Effect of test charge on electric field intensity Obviously on the macroscopic scale, having a test charge being a proton produces no noticeable change in the electric field produced by a charged body.
However, on the microscopic level this would definitely make a difference. So, does a positive test charge (+e) cause the apparent electric field intensity (produced by a change say +10e) to be larger or smaller than the actual value?
What would happen if the source charge was negative?
Does it have to do with the attraction or repulsion between unlike and like charges?
 A: "Does it have to do with the attraction or repulsion between unlike and like charges?" Yes.

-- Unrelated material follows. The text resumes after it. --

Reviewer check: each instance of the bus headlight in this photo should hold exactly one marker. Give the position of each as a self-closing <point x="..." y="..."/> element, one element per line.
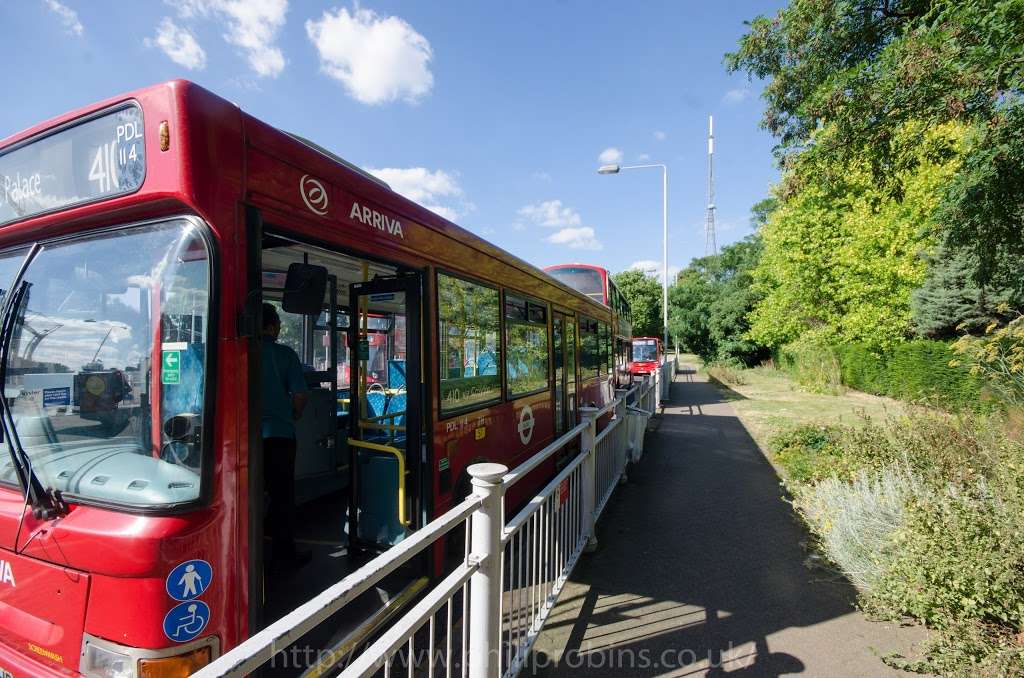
<point x="102" y="663"/>
<point x="101" y="659"/>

The electric field always goes out from positive charges and in towards negative charges. The magnitude of the electric field of the +10e charge is independent of the test charge.
\begin{equation}
E=\frac{Q}{4\pi\epsilon r^2}
\end{equation}
However, the direction of the electric field changes near the vicinity of the test charges. If the test charge is positive then the electric field lines would not meet since the field lines of both the particles are coming out of them and are thus in opposite directions. But if the test charge was negative then the field lines for one particle would be going inside while for the other particle it would be going outside. Since the field lines are going in the same direction (from positive charge towards negative charge) they would meet.
This will happen even if charge placed is $+10e$ while the test charge is only $1e$. Most of the region would be dominated by the field lines of $10e$ however, at some point, close to the $1e$ charge, they will cancel each other out and will not meet- causing the charges to repel.